Nuove modalità relazionali che, se possibile, aumentano il senso di appartenenza, a dispetto del distanziamento fisico imposto dalle normative: “non solo tra i nostri dipendenti, devo dire che anche tra aziende e imprenditori si è acceso un canale di comunicazione e scambio che credo sia vitale mantenere attivo anche al di là della contingenza dell’emergenza – dice Donghi. – Abbiamo parlato e ci siamo confrontati, in queste settimane, con collaboratori, clienti e fornitori e il sentiment è comune, c’è davvero tantissima voglia di fare, di rimettersi in gioco e al tempo stesso una grandissima attenzione per la salute dei propri collaboratori, ma è un argomento che credo sia scontato, ogni azienda è fatta delle persone che ci lavorano, quindi avere a cuore il benessere dei propri dipendenti diventa indispensabile. 

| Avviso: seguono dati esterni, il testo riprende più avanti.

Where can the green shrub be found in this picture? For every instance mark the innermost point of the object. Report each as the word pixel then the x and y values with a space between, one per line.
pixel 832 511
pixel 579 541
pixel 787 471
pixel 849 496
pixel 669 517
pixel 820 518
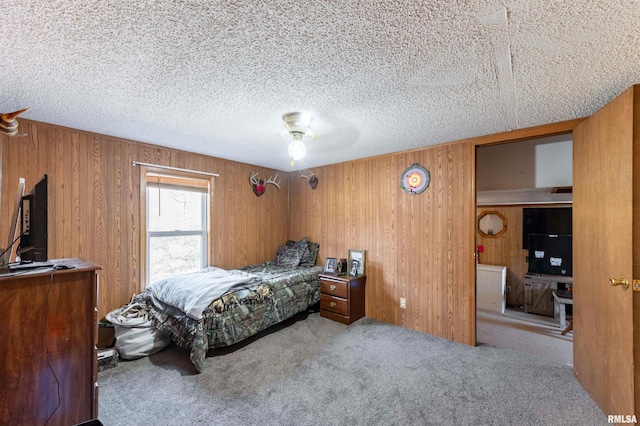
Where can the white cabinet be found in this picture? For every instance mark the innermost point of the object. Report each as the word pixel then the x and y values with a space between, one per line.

Quale allora il ruolo degli imprenditori in questa delicata fase? “Se c’è una cosa che possiamo fare è quella di aprici a una dimensione collaborativa. Occorre riguadagnare la nostra posizione di imprenditori con fantasia e voglia di aprirci al nuovo, non solo “untori” come in molti hanno amato dipingerci anche a livello mediatico, è una questione ma pure un’enorme opportunità di ridisegnarci un’immagine. Dal Governo centrale ci sono stati aiuti, dallo spostamento dei mutui a medio termine alla cassa integrazione, ma la realtà è che questo è il momento di rimboccarci le maniche e disegnare scenari futuri. C’è di sicuro preoccupazione per il futuro, ma credo che ancora più grande sia la voglia di recuperare normalità, per questo sono certo che insieme ce la faremo, imparando dal passato appena trascorso, più velocemente forse che in ogni altra occasione nel passato”.